Answer:
To find the total time that the rocket is in the air, we can split the motion into two parts: the time it takes to reach the altitude of 415 m while accelerating, and the time it takes to fall back to the ground after the engines are turned off.
First, let's find the time it takes to reach the altitude of 415 m while accelerating.
We can use the kinematic equation for motion with constant acceleration:
\[ d = v_i t + \frac{1}{2} a t^2 \]
Where:
- \( d \) is the displacement (415 m),
- \( v_i \) is the initial velocity (0 m/s),
- \( a \) is the acceleration (20.0 m/s²),
- \( t \) is the time.
Plugging in the values, we get:
\[ 415 = 0 \times t + \frac{1}{2} \times 20.0 \times t^2 \]
Solving for \( t \), we get:
\[ 415 = 10 t^2 \]
\[ t^2 = \frac{415}{10} \]
\[ t^2 = 41.5 \]
\[ t = \sqrt{41.5} \]
\[ t \approx 6.44 \text{ seconds} \]
So, it takes approximately 6.44 seconds for the rocket to reach the altitude of 415 m while accelerating.

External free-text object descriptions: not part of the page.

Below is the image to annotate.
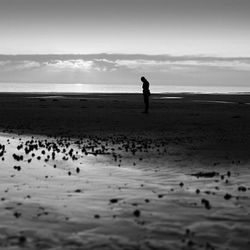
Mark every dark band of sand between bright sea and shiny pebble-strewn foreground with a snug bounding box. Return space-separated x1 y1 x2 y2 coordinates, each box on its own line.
0 94 250 168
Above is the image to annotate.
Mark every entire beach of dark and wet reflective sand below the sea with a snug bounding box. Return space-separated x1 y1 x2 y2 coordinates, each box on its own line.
0 94 250 249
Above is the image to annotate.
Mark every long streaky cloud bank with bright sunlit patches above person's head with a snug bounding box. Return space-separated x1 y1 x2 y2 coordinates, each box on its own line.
0 54 250 73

Now, to find the total time the rocket is in the air, we need to double this time since the rocket will spend the same amount of time coasting downward under gravity after the engines are turned off.
Therefore, the total time the rocket is in the air is approximately \( 2 \times 6.44 \) seconds, which is approximately \( 12.88 \) seconds.